Who would raise your children?
Few prospects are more wrenching than the possibility that young children will be orphaned. Often, parents put off writing a Will because this particular thought is unbearable or couples cannot agree on a potential guardian. Some assume incorrectly that it is enough just to ask a relative or trusted friend to step in if the need arises.
Not formalizing the arrangements and doing some Estate Planning along the way could leave your children in a vacuum. For example, let’s say you are a single or a surviving parent in this group, if you do not have a written document outlining your wishes and protecting your children, a court usually decides who will fill your shoes. A custody battle might erupt or awful as it sounds, no one may even want your children and without financial planning there may not be enough money for your child's (ren) support.
When choosing a guardian, people typically look first to relatives, starting with their own siblings- the child's aunts and uncles.
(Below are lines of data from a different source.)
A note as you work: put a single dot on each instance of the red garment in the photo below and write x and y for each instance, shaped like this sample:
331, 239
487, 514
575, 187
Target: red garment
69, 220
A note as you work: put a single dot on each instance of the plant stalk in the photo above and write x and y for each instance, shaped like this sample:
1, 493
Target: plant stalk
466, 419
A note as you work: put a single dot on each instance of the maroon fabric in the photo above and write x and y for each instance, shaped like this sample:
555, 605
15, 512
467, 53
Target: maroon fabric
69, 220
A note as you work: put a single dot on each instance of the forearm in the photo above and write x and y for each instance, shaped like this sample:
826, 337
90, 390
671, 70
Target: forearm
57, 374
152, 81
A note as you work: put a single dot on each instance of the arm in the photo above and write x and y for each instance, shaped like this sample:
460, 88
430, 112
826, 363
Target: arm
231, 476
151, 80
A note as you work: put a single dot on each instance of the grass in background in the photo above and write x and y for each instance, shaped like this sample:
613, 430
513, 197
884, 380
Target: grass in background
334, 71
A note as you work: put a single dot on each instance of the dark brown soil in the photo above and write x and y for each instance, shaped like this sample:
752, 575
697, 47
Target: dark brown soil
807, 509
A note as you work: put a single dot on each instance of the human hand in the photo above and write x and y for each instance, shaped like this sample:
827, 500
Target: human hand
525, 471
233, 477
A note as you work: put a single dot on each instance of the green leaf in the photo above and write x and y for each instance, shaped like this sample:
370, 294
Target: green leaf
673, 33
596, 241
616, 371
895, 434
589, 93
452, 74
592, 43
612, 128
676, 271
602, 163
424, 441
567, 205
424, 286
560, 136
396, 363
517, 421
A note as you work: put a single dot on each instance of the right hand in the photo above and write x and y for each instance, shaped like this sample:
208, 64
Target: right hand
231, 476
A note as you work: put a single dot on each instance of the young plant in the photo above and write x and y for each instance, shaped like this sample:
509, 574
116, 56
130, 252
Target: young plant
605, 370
A second choice for some people is their own parents, if they are young enough. Even if certain family members seem like obvious candidates, take into account all the factors involved. Key questions to ask: Am I comfortable with the individual's lifestyle and values? Would my child have to relocate? Can the prospective guardian incorporate my children into his or her household? If I have more than one child, would the guardian be able to keep them together? Does my child already have a relationship and a good rapport with the person?
Here too, you can build in checks and balances - by putting a different person in charge of the money you leave for your child's support. You can name a guardian for the funds, or put them into a Trust and designate a Trustee to spend the money on your child's behalf which is the most viable option. While financial guardianships are a matter of state law and may require court supervision, Trusts are a private matter. A Trust also gives you much more say over how the money is spent and ensures strict adherence to your instructions in your life time, during incapacitation or when the person is no longer there.
Current statistics show that on the average women live six years longer than men; that creates several key differences in end-of life planning issues.
Women face several unique Estate Planning concerns. Females have a longer life expectancy than males, making planning for their financial future more critical, because they will likely survive their husbands, they normally also face pressure from extended families, children and grandchildren regarding their Estate Plans.
A consequence of their survival is a greater obligation to plan their estates properly and in a timely fashion.